Making it like Martha

I’m starting to enjoy my time as the Domestic Princess as my confidence in the kitchen increases.  A simple remark of ‘Wow!’ or ‘This is awesome!’ from the Man just makes my day after slogging in the kitchen over preparation of dinner.

Martha Stewart is one of the many sites that I turn to for cooking inspirations for the recipes listed are relatively simple to follow.  I’m an amateur cook so being able to replicate the recipes and having them turn out tasting and looking good really boosts my confidence for now.

I also realise that I enjoy cooking Western meals rather than Asian ones.  Preparation of Asian meals take up quite a lot of time. You see, we are rather greedy people and enjoy having variety of dishes during dinner.  So, I usually have to whip up at least 2 -3 dishes along with plain rice for our Asian meals.  Western meals, on the other hand, are a lot simple to prep in my opinion.

This was tonight’s dinner; a simple one-pot meal that I served with rice for the Man.

Roast Chicken Drumlets with Wild Mushroom Sauce (Recipe adapted from Martha Stewart)


  • 10 chicken drumlets
  • Coarse salt and freshly ground pepper
  • 2 tablespoons extra-virgin olive oil
  • 1/2 green onion, thinly sliced
  • 1 pound assorted mushrooms (such as brown and white mushrooms), stemmed and quartered
  • 2 tablespoons balsamic vinegar
  • 1 tablespoon all-purpose flour
  • 1 1/2 cups homemade or low-sodium store-bought chicken stock
  • 2 tablespoons chopped fresh flat-leaf parsley, plus sprigs
  • 1 tablespoon heavy cream


  1. Preheat oven to 165 degrees.  Season chicken with salt and pepper.  Heat oil in a large ovenproof skillet over medium-high heat.  Add chicken, skin side down; cook until golden brown, 4 to 5 minutes.

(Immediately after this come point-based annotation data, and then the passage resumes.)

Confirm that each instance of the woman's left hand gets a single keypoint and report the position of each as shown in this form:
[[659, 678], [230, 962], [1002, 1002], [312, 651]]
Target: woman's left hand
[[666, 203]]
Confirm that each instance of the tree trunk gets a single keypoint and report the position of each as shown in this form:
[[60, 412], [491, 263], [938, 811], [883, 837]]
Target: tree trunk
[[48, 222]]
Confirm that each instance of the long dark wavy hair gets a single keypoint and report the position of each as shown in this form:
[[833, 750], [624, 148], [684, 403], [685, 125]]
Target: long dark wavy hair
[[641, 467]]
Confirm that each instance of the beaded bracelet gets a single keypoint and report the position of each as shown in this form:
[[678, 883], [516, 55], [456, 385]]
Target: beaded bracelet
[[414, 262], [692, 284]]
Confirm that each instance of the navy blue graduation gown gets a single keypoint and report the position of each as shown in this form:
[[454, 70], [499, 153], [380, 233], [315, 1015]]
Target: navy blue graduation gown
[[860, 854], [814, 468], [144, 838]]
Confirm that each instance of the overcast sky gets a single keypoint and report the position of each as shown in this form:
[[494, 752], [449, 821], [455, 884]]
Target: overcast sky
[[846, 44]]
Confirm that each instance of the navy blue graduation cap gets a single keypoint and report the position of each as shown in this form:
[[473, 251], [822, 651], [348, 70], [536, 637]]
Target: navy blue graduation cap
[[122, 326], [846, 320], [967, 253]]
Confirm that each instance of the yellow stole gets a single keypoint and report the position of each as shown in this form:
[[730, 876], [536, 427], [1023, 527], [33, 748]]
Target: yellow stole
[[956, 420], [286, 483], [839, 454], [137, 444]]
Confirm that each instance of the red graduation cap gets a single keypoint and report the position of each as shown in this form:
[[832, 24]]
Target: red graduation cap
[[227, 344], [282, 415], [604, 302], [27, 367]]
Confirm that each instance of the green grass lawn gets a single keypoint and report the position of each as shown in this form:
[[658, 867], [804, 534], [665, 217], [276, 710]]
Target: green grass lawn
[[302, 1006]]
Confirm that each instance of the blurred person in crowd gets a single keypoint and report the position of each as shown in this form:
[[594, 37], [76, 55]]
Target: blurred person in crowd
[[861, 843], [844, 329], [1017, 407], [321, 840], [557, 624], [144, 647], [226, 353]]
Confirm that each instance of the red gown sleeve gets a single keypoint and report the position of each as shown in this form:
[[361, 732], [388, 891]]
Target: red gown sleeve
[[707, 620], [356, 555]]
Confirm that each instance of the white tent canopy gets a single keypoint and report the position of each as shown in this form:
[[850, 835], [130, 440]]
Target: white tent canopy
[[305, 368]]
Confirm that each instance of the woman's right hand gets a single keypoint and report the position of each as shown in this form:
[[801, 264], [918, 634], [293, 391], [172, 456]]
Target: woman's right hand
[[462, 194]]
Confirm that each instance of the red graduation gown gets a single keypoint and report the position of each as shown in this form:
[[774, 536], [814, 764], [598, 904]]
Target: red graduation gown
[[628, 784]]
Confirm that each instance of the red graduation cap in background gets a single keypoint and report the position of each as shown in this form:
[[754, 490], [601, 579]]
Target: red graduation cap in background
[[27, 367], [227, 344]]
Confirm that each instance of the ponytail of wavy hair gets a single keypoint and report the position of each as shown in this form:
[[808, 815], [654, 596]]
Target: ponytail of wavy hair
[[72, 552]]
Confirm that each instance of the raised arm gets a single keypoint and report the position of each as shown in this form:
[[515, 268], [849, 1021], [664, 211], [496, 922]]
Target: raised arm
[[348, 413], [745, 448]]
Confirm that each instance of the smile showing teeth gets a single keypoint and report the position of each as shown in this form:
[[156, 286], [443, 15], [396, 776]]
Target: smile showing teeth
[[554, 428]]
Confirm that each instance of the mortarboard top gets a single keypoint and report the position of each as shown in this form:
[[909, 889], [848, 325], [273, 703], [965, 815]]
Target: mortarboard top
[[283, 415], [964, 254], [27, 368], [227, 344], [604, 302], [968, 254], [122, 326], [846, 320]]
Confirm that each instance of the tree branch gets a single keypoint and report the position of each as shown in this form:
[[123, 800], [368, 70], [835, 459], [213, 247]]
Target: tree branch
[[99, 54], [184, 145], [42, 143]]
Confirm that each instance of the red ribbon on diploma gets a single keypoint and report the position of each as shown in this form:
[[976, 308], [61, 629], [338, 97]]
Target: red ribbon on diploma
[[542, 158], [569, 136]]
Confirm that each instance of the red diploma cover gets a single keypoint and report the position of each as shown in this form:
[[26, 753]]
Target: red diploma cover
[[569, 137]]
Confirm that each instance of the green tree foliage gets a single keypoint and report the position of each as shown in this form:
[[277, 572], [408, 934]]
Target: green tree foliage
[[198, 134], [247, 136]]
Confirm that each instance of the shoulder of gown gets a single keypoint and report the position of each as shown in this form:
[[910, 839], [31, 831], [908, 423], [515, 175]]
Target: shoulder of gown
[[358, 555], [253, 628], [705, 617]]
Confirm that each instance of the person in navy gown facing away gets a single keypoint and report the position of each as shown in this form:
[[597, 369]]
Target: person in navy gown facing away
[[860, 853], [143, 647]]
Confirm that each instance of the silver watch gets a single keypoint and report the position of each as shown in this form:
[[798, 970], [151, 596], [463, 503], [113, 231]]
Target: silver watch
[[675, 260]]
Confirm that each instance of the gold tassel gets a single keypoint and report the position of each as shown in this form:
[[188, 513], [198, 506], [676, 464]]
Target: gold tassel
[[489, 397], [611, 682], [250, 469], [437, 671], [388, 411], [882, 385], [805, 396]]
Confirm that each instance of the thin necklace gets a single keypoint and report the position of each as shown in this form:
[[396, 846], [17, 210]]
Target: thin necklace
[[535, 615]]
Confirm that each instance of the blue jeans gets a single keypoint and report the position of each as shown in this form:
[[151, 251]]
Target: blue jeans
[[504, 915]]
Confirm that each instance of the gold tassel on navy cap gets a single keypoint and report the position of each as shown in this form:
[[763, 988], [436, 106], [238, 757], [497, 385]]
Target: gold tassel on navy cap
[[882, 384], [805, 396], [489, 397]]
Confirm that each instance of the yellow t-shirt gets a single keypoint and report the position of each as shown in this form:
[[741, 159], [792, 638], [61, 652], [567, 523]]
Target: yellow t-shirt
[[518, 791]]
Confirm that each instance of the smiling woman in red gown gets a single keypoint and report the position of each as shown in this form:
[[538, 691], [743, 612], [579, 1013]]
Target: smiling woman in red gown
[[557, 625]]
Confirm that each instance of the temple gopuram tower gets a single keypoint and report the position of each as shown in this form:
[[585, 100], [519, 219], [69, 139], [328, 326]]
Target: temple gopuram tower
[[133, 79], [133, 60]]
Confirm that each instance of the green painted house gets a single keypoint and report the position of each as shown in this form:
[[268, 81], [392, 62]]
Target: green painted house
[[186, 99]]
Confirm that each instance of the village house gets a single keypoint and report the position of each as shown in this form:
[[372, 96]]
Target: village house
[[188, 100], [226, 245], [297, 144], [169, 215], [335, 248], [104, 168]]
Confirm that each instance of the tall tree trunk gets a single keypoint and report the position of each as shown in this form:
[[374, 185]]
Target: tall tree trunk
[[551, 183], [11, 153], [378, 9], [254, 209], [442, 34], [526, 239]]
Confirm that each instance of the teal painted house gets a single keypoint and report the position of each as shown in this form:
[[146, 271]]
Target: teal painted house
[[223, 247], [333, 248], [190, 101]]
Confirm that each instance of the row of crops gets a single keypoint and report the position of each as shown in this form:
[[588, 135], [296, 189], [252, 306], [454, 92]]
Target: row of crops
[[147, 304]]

Flip; transfer to oven and bake for about 15 minutes.  Transfer to a plate; cover.
  2. Place the skillet over medium heat.  Add onions; cook, stirring for about 1 minute.  Add mushrooms.  Cover; cook, stirring occasionally, 3 minutes.  Stir in vinegar.  Add flour; cook, stirring, 1 minute.  Stir in stock and chopped parsley; simmer, stirring, until thickened, about 5 minutes.  Stir in cream; season with salt and pepper.  Serve with chicken; garnish with parsley sprigs and serve hot.

Pretty simple, right?  I think the meal can also be served with crusty garlic bread and a simple salad on the side.  Makes for a wholesome and filling meal.

4 thoughts on “Making it like Martha

    • Lady J says:

      Haven’t attempted her baking recipes yet. Need to summon courage to do baking first. Though I’ve been meaning to try her Earl Grey Cookies.. looks good!

  1. sinlady says:

    i do asian cooking which can be done ahead. i absolutely do not do chinese cooking which i see as last minute fry-up and rushed to the table to be hurriedly wolfed down.

    • Lady J says:

      Lemme research more on Asian cooking… Chinese cooking – I don’t really enjoy and you’re right.. more than often, it gets wolfed down at my table!